When You Don’t Understand What God Is Doing

There comes a moment when your theology collides with your reality.
You believe God is good, but what you’re seeing doesn’t look good at all.
You trust He has a plan, but you can’t make sense of the steps He’s taking.

If that’s where you are, you’re not alone.
 

Faith Isn’t the Absence of Questions

The Bible doesn’t hide the wrestlers. It highlights them.
Job asked, “Why do You hide Your face?”
David cried, “How long, Lord? Will You forget me forever?”
Even Jesus, hanging on the cross, said, “My God, My God, why have You forsaken Me?”

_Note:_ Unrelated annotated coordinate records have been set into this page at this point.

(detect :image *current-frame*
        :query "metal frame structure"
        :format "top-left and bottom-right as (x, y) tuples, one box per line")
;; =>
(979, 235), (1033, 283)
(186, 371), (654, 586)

Those aren’t words of rebellion. They’re words of relationship.
You only wrestle with someone you still trust enough to stay close to.

Faith isn’t pretending to understand. It’s choosing to stay when you don’t.

 

God’s Sovereignty in the Middle of Suffering

Every believer eventually collides with this mystery:
God is sovereign, and the world is still broken.

Romans 8:28 doesn’t promise that everything is good. It promises that God can work good from everything.
He weaves every thread, even the painful ones, into a story that shapes us into the likeness of Jesus.

That’s not just theology. It’s the story of Scripture.
Joseph looked back on betrayal, loss, and years in prison and said,
“You planned evil against me; God planned it for good.” (Genesis 50:20)

The cross tells the same story.
The darkest day in history became the doorway to redemption.
God can take what looks like ruin and turn it into resurrection.

 

When God Seems Silent

Sometimes, God feels quiet.
Prayers bounce back like echoes in an empty room.

But silence isn’t absence.
In John 11, Jesus waited two days before going to Lazarus. He wasn’t ignoring their pain.

He was setting the stage for resurrection. Delay doesn’t mean denial.
Sometimes God is building a story that takes longer than you planned because

He’s doing more than you asked.

 

Faith in the Fog

You may not see what God is doing, but you can stand on what He’s said.

Isaiah 55:8–9 reminds us, “For My thoughts are not your thoughts, and your ways are not My ways.”

Faith doesn’t require full understanding. It requires full trust.
If you understood everything God was doing, you wouldn’t need faith.

When the plan doesn’t make sense, trust the Person behind it.

 

Trust the Storyteller

God is not improvising your life. He’s orchestrating it.

The same hands that shaped the stars are holding your story.
Even when it hurts. Even when it’s quiet. Even when you can’t see the good yet.

So when you can’t trace His hand, trust His heart.

 

When you can’t feel His presence, hold onto His promise.

He is good.
He is working.
And He’s not done.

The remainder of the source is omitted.